Pedro Elías Herrero
De vez en cuando asoma una triste noticia, no por ello inesperada, y me cambia el chip. Por eso dedico esta columna a Pedro Herrero, quien durante muchos años fue párroco de Santa María y hace unos días abandonó esta jungla mundana y terrenal a la que aportó reflexiones y duras críticas desde el púlpito y las calles. Hay hombres tan buenos y tan cálidos que, cuando se van casi sin decir adiós, obligan por cuestión de honor, más que de fe, A dedicarles unas palabras de homenaje y de resistencia contra el olvido. Así fue con Paco García y Juan Cantero y por la misma razón, porque fueron especiales, toca ahora con Pedro.
No soy persona que intimara mucho con él, pero siempre he defendido que no es necesaria la presencia física para estimarlo, como tampoco es obligatorio el abrazo entre la distancia si es que se aprecia a alguien. Existe un cordón umbilical invisible que a veces es tan intenso que no se pierde si los años pasan. Pedro, ese hombre menudo, delgado, de mirada amigable y lengua mordaz, tan inquieto e hiperactivo que ponía nervioso a cualquiera, tan profundo y reflexivo, tan solidario y enérgico, ha sido víctima de un tremendo e imperdonable pecado: no era diplomático, porque era sincero. Políticamente incorrecto y religiosamente peligroso.

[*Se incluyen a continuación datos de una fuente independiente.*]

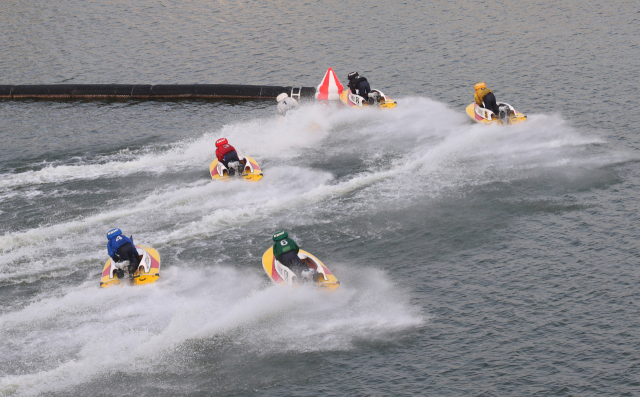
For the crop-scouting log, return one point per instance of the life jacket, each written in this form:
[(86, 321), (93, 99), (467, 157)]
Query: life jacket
[(117, 242), (480, 94), (224, 149)]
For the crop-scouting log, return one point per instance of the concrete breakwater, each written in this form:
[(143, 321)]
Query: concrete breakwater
[(148, 91)]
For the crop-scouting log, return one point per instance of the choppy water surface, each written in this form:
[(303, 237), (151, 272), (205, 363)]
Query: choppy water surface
[(473, 260)]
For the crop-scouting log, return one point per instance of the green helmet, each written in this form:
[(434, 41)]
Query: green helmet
[(281, 235)]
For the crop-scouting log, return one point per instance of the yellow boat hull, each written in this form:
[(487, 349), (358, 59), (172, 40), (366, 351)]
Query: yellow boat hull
[(269, 264), (252, 171), (141, 276), (481, 115), (387, 103)]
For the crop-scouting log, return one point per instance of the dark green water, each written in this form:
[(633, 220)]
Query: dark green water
[(473, 260)]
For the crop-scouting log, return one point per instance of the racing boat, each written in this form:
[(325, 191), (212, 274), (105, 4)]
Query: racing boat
[(376, 99), (282, 275), (246, 168), (115, 273), (507, 114)]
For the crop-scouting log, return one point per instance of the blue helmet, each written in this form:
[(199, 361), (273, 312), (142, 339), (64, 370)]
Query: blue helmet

Hace muchos años le confesé que mis hijas, entonces pequeñas, no estaban ni bautizadas ni, por supuesto, habían recibido la primera comunión. Argumenté que, cuando fueran mayores y en plenas facultades de razón y voluntad, eligieran ellas. Me respondió el hombre: ¿y a que están tan frescas?. Y conociéndole no me extrañó su comentario. Porque era así de franco. Desde el púlpito denunciando insensateces e hipocresías, en las esquinas del Rabal protegiendo a las víctimas de la droga y maldiciendo a los responsables, comiéndose el llanto en un impotente abrazo con el más necesitado, prestando su servicio cristiano y su tiempo humano a quien necesitara ayuda.
Pero, ojo con él, fue implacable con quienes hacían un arte de la falsedad en beneficio personal, puso el dedo en el ojo a los católicos de pacotilla, predicó el evangelio con su propio ejemplo, desprovisto de bienes, austero, modesto, entregada su alma a los que pedían un SOS, aunque no tuvieran ni carné ni credenciales de apostólica cristiandad, vivió suspirando por los demás, sin mirar orígenes, procedencias, religiones, sexos o ideologías. Así fue Pedro, el de Santa María, el cura que algunos malditos bautizaron como el cura rojo. Como si darse a los demás, sean quienes sean, tuviera color.
Luchó a favor de la igualdad de la mujer, peleó contra la violencia de género, propuso modificaciones en nuestras Fiestas dándole el tiempo la razón, argumentó cambios estructurales en ámbitos locales entre lo que debería competir a los asuntos de la iglesia y a los otros civiles, gritó justicia y solidaridad, fue esclavo de sus profundas creencias y acabó enfermo, achacoso de dolor y soledad porque antes fue vendido. Por los judas que siempre existieron en todas partes y no por monedas, sino por tranquilidad. Bastaron algunas llamadas por teléfono al Obispado para deshacerse de este santo bendito que sólo molestaba a los hipócritas.
Desde el púlpito acusó no a los incrédulos, sino a los falsos de comunión diaria que aporrean todos los días con el mazo, convirtió su atril en un martirio a la mentira, en un Pepito Grillo a la comodidad, indagaba en las profundidades del alma y apelaba a la generosidad con lo ajeno, no a su apropiación. Y defenestrado por no decir mentiras, cuánto me ofende que otros atriles eclesiásticos sean mensajeros de pederastas o embusteros, disfrazados sus sermones celestiales. Sólo me queda desearle que descanse en paz. Lejos ya de dedos acusadores. ¡Goza de la eternidad! Aunque no sea a la diestra del Señor.